We have:
$$f(a) = \frac{1}{2\pi i}\int_{D(z_0,r)}\frac{f(z)}{z-a}dz$$
$$f'(a) = \frac{-1}{2\pi i}\int_{D(z_0,r)}\frac{f(z)}{(z-a)^2}dz$$ $$f^{(2)}(a) = \frac{2}{2\pi i}\int_{D(z_0,r)}\frac{f(z)}{(z-a)^3}dz$$ $$f^{(3)}(a) = \frac{-3\cdot 2}{2\pi i}\int_{D(z_0,r)}\frac{f(z)}{(z-a)^3}dz$$
$$\vdots$$
$$f^{(n)}(a) = (-1)^{n}\frac{n!}{2\pi i}\int_{D(z_0,r)}\frac{f(z)}{(z-a)^{n+1}}dz$$
Why is the part $(-1)^n$ left out if we look at books or lectures. We've done it without that part, but why?

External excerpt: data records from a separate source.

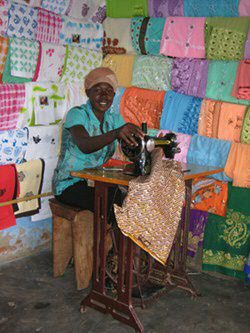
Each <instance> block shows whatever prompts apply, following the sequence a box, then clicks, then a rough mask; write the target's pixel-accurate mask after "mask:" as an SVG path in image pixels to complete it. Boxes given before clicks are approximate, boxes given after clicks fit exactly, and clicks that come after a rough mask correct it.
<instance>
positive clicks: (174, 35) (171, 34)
mask: <svg viewBox="0 0 250 333" xmlns="http://www.w3.org/2000/svg"><path fill="white" fill-rule="evenodd" d="M204 30H205V18H196V17H195V18H193V17H167V19H166V23H165V26H164V31H163V34H162V40H161V49H160V53H161V54H163V55H166V56H171V57H180V58H205V41H204Z"/></svg>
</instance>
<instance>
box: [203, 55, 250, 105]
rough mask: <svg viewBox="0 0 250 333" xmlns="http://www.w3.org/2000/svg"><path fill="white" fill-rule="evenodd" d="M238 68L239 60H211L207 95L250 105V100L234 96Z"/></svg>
mask: <svg viewBox="0 0 250 333" xmlns="http://www.w3.org/2000/svg"><path fill="white" fill-rule="evenodd" d="M237 68H238V61H219V60H214V61H210V62H209V65H208V78H207V87H206V97H207V98H211V99H215V100H218V101H224V102H229V103H234V104H244V105H250V101H247V100H243V99H237V98H235V97H233V96H232V95H231V94H232V90H233V85H234V81H235V77H236V72H237Z"/></svg>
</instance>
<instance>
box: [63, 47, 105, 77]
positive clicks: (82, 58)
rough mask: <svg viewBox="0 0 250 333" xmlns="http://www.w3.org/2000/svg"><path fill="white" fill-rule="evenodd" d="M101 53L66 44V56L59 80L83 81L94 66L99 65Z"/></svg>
mask: <svg viewBox="0 0 250 333" xmlns="http://www.w3.org/2000/svg"><path fill="white" fill-rule="evenodd" d="M101 63H102V53H101V52H98V51H94V50H88V49H83V48H81V47H75V46H69V45H66V56H65V63H64V67H63V72H62V77H61V81H63V82H68V81H71V82H78V81H83V80H84V78H85V76H86V75H87V74H88V73H89V72H90V71H91V70H92V69H94V68H96V67H100V66H101Z"/></svg>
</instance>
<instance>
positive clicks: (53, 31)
mask: <svg viewBox="0 0 250 333" xmlns="http://www.w3.org/2000/svg"><path fill="white" fill-rule="evenodd" d="M37 20H38V27H37V34H36V39H37V40H39V41H40V42H47V43H54V44H59V42H60V33H61V30H62V17H61V16H60V15H58V14H55V13H52V12H48V11H47V10H45V9H42V8H39V11H38V19H37Z"/></svg>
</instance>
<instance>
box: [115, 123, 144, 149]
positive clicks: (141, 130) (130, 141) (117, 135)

Because it shouldn't be there.
If you differentiate $\frac1{z-a}$ with respect to $a$, what you get is $\frac1{(z-a)^2}$, rather than $-\frac1{(z-a)^2}$. So,$$f'(a)=\frac1{2\pi i}\int_{D(z_0,r)}\frac1{(z-a)^2}\,\mathrm dz.$$And so on…